The bank’s financial results for the first quarter of 2026, released on May 1, showed why his successors have solid ground to stand on. Profit before tax rose 2.87% to N360.92 billion. Profit after tax edged up to N314.02 billion. Revenue hit N1.01 trillion, a 6.14% year-on-year increase. The bank’s shareholders‘ funds swelled to N5.17 trillion, up 16.32% from the previous year. Zenith remains Nigeria’s most profitable bank, a title it has held for years.

Still, shareholders at the AGM were visibly restless. One attendee, recorded by local media, asked a question that hung in the air: “Will dividends remain the same without Jim Ovia in the chairman’s seat?” The bank’s Group Managing Director, Dr. Adaora Umeoji, did not hesitate. “Zenith’s dividend policy is tied to performance, not personalities,” she said. But the question was not unreasonable. Zenith has paid dividends every year since its listing. That track record is rare anywhere in the world. Maintaining it will require the board to function without the man who built it.

Ovia, for his part, gave no farewell speech. He does not give farewell speeches. He has never been the type to linger in the spotlight. In 2010, when he stepped down as CEO to hand over to Godwin Emefiele (who later became CBN governor), he simply moved to the board and kept working. Now, at 74, he leaves the board entirely. What comes next is unclear. His Visafone Communications still operates. His foundation still funds educational projects. But banking, the industry he reshaped, will no longer have him inside its boardrooms.

The CBN’s corporate governance guidelines, revised in February 2023, capped non-executive directors at 12 years, broken into three terms of four years each. The rule applies to all deposit money banks and financial holding companies. Ovia complied. That is his way. He built a bank that never needed regulatory forbearance, never defaulted on its obligations, never made headlines for the wrong reasons.

In a country where banking collapses were routine in the 1990s and early 2000s, Zenith stood apart. It was one of the few banks that never required a bailout. It never merged under duress. It grew steadily, profitably, and quietly, much like the man who built it.

The board’s decision to appoint Bello was not a panic move. Bello has been inside Zenith’s governance structure for nearly nine years. He understands the bank’s risk framework. He has relationships with regulators. He is not an external parachute. He is an internal promotion.

But no one on that board, not even Bello, can replicate Ovia’s credibility with long-term investors. When Ovia sat in the chairman’s seat, foreign institutional investors knew one thing: the founder was still watching. His 12.38% stake in the bank, worth approximately $163 million as of February 2025, remains intact. He is still a major shareholder. But he no longer decides the agenda.

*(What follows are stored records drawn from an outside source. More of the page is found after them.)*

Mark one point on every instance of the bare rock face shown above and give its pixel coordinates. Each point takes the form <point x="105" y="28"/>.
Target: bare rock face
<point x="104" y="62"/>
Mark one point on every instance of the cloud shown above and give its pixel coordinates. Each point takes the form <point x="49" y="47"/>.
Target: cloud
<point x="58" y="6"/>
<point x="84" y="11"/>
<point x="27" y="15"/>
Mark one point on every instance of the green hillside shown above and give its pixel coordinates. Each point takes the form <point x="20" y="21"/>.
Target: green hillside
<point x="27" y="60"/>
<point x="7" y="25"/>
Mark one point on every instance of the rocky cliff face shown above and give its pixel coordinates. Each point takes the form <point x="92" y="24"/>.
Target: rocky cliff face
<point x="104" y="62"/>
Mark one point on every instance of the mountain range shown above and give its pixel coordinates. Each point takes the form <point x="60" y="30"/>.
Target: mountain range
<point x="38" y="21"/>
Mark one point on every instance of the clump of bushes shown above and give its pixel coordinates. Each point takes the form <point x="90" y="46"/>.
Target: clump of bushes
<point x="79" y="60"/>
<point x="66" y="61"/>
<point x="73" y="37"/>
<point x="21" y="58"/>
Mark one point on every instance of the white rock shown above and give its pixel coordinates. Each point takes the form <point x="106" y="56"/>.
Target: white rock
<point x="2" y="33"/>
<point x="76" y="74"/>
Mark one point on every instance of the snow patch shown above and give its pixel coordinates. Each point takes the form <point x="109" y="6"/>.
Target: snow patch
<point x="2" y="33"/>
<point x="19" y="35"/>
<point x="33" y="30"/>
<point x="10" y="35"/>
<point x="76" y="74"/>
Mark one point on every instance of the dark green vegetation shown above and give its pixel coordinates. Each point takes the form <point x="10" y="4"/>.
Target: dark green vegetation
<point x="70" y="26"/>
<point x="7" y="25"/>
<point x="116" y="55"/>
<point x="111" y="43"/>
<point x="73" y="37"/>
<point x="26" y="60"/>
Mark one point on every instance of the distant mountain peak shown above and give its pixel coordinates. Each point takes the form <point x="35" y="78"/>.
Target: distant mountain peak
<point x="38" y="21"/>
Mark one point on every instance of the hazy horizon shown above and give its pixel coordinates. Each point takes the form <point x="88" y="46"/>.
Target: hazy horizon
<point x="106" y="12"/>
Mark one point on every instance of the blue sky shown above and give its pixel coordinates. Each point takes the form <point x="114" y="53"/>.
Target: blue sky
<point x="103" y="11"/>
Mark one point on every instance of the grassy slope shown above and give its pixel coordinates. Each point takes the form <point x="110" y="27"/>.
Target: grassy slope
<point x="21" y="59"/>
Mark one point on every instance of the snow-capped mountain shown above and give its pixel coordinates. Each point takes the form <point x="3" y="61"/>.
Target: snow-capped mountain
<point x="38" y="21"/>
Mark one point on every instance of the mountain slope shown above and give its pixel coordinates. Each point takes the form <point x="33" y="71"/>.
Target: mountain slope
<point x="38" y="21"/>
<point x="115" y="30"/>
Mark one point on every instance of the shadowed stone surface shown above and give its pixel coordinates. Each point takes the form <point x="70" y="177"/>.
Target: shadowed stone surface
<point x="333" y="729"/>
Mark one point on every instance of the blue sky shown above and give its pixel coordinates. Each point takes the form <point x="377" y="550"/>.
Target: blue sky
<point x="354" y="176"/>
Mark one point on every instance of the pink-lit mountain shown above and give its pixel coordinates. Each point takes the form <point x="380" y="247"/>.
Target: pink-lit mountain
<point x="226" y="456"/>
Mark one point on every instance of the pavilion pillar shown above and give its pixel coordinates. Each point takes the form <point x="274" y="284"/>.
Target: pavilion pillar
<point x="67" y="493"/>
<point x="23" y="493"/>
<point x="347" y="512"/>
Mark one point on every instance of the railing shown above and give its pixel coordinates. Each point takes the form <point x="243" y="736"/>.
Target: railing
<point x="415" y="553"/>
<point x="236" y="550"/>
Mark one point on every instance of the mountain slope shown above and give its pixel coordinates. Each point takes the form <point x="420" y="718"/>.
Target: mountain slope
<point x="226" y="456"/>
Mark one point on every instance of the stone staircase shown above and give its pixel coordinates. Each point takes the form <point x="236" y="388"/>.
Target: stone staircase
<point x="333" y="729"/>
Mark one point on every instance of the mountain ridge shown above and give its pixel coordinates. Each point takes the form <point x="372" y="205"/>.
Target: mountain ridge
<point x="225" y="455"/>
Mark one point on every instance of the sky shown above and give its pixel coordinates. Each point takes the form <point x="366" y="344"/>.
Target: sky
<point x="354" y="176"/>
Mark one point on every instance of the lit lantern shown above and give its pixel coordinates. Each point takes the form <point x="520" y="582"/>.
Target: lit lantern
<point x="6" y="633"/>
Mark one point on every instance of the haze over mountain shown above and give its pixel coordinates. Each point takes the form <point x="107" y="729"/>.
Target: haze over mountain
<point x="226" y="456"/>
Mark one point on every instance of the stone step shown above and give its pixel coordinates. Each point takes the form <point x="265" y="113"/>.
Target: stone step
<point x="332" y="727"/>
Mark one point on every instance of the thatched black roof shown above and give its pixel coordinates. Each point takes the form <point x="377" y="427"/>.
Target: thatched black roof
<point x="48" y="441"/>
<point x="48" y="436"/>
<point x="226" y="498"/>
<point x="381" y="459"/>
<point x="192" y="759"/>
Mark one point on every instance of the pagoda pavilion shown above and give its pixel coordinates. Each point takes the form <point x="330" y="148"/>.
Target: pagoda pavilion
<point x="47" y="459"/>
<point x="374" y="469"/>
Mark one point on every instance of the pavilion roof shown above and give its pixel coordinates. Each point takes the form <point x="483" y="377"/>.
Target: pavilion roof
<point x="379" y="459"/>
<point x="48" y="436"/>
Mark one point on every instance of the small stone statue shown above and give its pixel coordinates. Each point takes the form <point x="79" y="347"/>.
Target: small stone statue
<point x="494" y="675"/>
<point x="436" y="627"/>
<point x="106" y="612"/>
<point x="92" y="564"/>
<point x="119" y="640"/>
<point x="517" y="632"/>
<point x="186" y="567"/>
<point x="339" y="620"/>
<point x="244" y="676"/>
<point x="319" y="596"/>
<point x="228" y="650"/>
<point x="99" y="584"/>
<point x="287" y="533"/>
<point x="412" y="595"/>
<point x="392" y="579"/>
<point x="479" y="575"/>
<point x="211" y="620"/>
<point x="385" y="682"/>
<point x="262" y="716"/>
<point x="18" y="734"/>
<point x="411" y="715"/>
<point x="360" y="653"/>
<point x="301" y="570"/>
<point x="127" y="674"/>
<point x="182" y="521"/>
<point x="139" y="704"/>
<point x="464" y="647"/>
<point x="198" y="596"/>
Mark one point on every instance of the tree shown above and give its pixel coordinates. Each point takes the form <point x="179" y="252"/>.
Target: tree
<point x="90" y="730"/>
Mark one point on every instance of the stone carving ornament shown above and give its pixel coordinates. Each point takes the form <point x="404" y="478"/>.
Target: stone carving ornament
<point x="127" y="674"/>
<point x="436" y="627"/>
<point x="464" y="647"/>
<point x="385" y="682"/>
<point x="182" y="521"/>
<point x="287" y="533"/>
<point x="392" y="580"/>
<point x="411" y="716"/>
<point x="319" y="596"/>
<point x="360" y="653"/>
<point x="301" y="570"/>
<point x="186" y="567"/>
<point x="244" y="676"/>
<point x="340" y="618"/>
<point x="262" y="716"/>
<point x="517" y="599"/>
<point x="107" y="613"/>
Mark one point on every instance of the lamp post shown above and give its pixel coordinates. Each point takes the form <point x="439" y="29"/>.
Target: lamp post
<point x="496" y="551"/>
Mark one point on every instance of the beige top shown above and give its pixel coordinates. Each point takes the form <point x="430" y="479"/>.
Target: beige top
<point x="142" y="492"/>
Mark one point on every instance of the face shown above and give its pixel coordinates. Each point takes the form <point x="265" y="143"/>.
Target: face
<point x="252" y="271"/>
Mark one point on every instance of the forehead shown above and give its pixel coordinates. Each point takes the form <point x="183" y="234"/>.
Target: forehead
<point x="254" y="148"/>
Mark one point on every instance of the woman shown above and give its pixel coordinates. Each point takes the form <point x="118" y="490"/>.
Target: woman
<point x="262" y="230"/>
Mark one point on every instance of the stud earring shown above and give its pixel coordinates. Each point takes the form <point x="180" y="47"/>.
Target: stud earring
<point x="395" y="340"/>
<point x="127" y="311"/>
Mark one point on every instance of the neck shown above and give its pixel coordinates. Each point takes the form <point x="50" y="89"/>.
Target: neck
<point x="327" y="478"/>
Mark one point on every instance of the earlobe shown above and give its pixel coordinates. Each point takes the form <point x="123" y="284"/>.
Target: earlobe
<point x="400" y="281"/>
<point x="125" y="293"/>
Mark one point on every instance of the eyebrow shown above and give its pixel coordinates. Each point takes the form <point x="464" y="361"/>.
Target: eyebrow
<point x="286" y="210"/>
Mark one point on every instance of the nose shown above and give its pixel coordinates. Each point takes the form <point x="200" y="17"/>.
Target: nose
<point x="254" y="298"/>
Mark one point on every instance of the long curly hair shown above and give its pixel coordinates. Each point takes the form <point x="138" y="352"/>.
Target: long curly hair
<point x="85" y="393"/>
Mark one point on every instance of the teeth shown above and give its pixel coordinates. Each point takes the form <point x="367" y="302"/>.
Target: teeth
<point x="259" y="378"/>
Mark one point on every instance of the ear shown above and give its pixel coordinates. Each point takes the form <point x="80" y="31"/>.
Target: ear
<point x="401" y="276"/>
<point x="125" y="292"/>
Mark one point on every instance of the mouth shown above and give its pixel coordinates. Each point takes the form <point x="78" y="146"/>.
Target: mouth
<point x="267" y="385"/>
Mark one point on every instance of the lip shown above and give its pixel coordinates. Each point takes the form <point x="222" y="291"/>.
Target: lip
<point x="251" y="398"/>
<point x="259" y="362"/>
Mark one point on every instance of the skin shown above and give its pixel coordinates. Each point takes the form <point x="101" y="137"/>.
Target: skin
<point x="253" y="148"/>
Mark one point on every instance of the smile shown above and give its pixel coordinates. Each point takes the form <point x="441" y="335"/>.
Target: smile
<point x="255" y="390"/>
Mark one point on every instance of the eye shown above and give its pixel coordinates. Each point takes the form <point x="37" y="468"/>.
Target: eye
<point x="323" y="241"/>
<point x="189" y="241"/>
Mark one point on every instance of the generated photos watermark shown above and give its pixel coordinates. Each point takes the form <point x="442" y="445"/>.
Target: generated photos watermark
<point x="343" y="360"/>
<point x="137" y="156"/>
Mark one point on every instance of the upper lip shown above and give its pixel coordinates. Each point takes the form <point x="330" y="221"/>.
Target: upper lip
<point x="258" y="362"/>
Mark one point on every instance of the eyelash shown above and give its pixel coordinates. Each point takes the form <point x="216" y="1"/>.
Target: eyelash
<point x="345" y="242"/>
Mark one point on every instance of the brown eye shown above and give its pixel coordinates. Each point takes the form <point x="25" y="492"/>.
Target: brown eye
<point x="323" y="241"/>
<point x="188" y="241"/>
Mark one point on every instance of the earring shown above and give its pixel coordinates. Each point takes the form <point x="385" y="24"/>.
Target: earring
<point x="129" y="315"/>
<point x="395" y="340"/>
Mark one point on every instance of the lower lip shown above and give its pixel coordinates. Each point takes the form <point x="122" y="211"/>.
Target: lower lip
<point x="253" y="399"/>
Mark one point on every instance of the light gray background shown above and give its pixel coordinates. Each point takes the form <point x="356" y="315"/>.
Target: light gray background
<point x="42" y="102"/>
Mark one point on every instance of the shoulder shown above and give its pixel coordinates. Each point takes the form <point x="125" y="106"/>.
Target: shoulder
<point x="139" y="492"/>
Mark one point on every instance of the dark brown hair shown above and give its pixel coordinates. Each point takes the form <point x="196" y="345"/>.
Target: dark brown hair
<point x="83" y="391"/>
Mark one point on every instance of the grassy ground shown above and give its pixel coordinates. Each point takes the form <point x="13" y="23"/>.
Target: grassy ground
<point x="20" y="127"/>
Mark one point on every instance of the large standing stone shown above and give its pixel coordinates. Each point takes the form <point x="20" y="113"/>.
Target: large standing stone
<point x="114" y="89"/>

The AGM ended without drama. Shareholders approved the final dividend of N4.00 per share for the 2025 financial year, bringing the total dividend for the year to N5.00 per share. The bank’s stock price barely moved on the Nigerian Exchange. The market had priced this transition months ago.

But the quieter signal matters more. For three decades, Zenith Bank has been a creature of its founder‘s discipline. Now it must prove that the institution can outlast the individual. Ovia has always said he built Zenith to last. On Tuesday, the bank began the process of proving him right.